Pequenas travessuras. Coisas menores. Artimanhas da sobrevivência. Alguma forma maluca, provavelmente inconsciente, de dizer: "tudo é permitido, se for divertido".

No outro extremo da idiossincrasia humana, Morô era um homem supersticioso, influenciável e cheio de manias. Entre outras coisas, não tolerava que fizessem o sinal da cruz nas suas costas. "Dá azar", reclamava candidamente.

Muitas vezes se comportava como criança grande. O barbeiro Waldir Buck, o "Perereca", lembrava de episódio ocorrido alguns anos antes. Morô foi desafiado, em uma "prova de coragem", pelo comerciante Mauro Rodolfo, proprietário do restaurante Rei do Frango – que, na época, era localizado no centro da cidade. Fizeram uma aposta. O resultado desse jogo foi o seguinte: dissimulado e um pouco sem jeito, Morô entrou no Salão Irmãos Buck, sentou em um banco e ficou a olhar para o teto, como quem não quer nada. No momento que sentiu que ninguém estava prestando atenção, retirou do bolso centenas de tampinhas de garrafa e as jogou pelo chão, causando espanto e riso em todos os presentes. Ato contínuo: fugiu correndo, às gargalhadas.

E assim, no meio do caos urbano, Morô atravessava os dias e o folclore. Caminhando pelas ruas, com uma cartela de rifa nas mãos, poderia ser encontrado nos locais mais estranhos e absurdos da cidade. Da "zona" ao Coral, passando pelo Morro do Posto, Brusque, Vila Nova, Copacabana, Aeroporto Velho, Santa Helena, calçadão – nada era limite para esse andarilho que muitas vezes foi chamado de "mendigo sofisticado".

Muitos sociólogos sem diploma fizeram a seguinte análise: essa história de vender rifa (que ninguém ganha) nada mais era que uma maneira muito particular de pedir ajuda financeira, sem precisar "pedir" de fato. Pode ser. Pode não ser. Isso nunca foi importante. Pelo menos para ele.

Lages é o lugar onde Morô empenhou suas esperanças e construiu um mundo muito particular, onde tudo é límpido e transparente, beirando a ingenuidade. Ao mesmo tempo, certo das incertezas da existência, nunca sentiu medo de continuar vivendo. Talvez seja por isso que apostava diariamente no jogo do bicho. Era a forma com que respondia uma pergunta inquietante: será que a sorte não está por aí, querendo anunciar o amanhã?   

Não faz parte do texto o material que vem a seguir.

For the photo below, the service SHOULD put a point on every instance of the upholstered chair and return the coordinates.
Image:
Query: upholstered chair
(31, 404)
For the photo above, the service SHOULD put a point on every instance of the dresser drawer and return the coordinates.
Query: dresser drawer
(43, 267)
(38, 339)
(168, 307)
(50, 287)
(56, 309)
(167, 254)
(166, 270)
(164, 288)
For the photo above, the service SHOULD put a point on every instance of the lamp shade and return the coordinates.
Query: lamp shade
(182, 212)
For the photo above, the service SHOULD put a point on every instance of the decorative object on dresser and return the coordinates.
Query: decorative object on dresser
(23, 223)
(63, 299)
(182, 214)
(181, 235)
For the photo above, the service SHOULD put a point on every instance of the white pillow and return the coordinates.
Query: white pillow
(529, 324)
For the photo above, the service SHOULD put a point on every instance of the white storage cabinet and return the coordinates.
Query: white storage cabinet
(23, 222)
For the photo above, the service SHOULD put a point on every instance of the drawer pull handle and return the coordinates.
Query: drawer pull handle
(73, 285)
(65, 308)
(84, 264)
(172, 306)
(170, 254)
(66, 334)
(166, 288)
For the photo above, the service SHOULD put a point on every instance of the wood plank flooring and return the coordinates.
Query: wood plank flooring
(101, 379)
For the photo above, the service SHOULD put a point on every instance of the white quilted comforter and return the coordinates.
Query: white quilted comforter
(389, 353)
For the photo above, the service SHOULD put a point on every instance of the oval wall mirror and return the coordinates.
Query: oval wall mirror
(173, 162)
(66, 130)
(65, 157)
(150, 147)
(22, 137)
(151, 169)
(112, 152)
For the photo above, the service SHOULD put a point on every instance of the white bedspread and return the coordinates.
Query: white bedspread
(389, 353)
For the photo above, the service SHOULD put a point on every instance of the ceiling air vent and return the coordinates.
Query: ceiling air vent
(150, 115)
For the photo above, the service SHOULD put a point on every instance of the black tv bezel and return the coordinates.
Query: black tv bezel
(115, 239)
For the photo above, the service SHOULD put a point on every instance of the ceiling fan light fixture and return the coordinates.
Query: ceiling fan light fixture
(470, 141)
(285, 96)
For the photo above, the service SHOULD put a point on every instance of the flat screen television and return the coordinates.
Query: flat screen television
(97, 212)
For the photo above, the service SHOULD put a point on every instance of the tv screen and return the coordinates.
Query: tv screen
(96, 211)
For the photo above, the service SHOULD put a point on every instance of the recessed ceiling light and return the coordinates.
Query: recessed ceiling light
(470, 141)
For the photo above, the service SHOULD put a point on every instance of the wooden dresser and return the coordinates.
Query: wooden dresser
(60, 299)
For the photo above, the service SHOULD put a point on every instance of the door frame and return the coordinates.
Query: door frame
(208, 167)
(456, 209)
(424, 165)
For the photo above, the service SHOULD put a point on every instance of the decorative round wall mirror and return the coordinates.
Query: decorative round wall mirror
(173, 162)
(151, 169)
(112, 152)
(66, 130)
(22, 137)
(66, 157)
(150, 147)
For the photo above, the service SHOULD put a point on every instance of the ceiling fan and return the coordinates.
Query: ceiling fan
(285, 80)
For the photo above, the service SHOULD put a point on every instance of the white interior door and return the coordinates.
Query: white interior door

P.S: Este perfil (publicado na capa do suplemento "Anexo", do jornal "A Noticia", em 02 de janeiro de 1997) tangencia o "new journalism", inclusive porque todas as informações sobre o protagonista foram obtidas a partir da visão de terceiros.

A presente versão, embora conserve a ideia original, sofreu diversas alterações, inclusive nos tempos verbais.

Olhando para o passado, se me defrontasse outra vez com a mesma tarefa, este texto provavelmente seria escrito de forma diferente, abordando aspectos mais humanos e menos folclóricos. Mas isso agora é impossível, inclusive porque vários dos personagens citados (João Daniel Duara, Waldir Buck) desapareceram na poeira do tempo.

Cezarino José Ramos, o Morô, faleceu aos 80 anos, em 2010, depois de seis meses de internação hospitalar.